The success of imatinib in chronic myelogenous leukemia launched an era of rationally-designed molecular cancer therapies.1 Standard of care in gastrointestinal stromal tumors, malignant melanoma, colorectal cancer, and lung cancer have been significantly altered by the development of therapies that target aberrations in signaling pathways resulting from oncogenic mutations. Since 2005, treatment of metastatic RCC has undergone a remarkable transformation with the availability of multiple effective new agents including VEGF-R TKIs, mTOR inhibitors, and anti-VEGF monocolonal antibody in combination with interferon.
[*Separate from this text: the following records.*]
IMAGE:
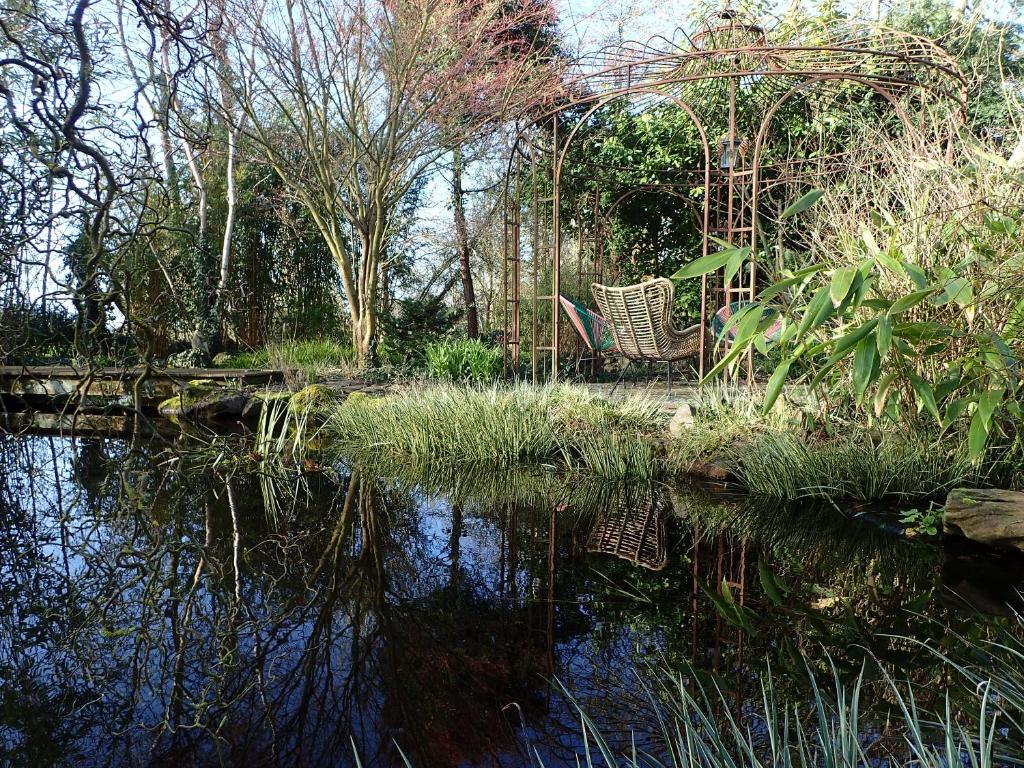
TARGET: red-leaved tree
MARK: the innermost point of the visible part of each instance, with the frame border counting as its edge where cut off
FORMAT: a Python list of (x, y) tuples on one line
[(352, 101)]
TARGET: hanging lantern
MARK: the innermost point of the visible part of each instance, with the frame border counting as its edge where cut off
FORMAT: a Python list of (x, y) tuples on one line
[(731, 151)]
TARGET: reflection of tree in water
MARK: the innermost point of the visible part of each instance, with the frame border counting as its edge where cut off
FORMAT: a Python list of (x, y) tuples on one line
[(155, 608), (194, 628)]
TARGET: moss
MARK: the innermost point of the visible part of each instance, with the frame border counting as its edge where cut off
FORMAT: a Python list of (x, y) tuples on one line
[(202, 399), (316, 399)]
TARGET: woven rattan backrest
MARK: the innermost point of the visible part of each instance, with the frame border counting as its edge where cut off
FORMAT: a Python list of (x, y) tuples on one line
[(640, 315)]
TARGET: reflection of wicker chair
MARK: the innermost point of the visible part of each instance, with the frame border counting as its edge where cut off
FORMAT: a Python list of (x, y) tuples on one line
[(641, 324), (634, 530)]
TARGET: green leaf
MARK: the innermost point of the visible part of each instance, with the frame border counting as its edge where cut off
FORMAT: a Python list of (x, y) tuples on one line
[(711, 262), (803, 204), (977, 435), (863, 364), (882, 393), (775, 383), (884, 336), (852, 338), (818, 310), (841, 284), (799, 276), (926, 394)]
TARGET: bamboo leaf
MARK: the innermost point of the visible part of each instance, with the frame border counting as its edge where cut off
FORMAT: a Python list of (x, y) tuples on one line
[(775, 383), (884, 336), (803, 204), (863, 364), (711, 262), (841, 283)]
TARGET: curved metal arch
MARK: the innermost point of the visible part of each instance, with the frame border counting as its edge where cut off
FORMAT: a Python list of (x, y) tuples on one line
[(657, 188), (897, 58)]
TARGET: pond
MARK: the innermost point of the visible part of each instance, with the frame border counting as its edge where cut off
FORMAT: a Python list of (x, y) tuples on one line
[(180, 605)]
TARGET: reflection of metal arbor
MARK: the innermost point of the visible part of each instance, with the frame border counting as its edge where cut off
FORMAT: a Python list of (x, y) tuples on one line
[(770, 118)]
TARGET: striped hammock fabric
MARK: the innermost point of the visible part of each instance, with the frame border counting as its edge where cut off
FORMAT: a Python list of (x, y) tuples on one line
[(593, 329)]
Despite the availability of these agents and their ability to induce partial responses and to stabilize disease, long-term survival remains poor due to nearly inevitable development of resistance. Some tumors, as in this case, appear to be primary refractory to currently available therapies. Effective therapeutics are particularly needed in this population of patients. Additionally, treatment of metastatic RCC remains relatively empiric, with no predictive markers yet established for choosing a therapy for an individual patient.
Recently, leukemia cells from individual patients are being subjected to functional assays of panels of small molecules that are already approved or in development for use in humans, in order to uncover sensitivities and potentially identify new targets for validation.2-4 Such a targeted approach remains in its infancy for epithelial solid tumors. We herein demonstrate the feasibility of identifying agents that could be effective in RCC differentially from VEGF-R inhibitors, through direct effects on tumor-derived cells.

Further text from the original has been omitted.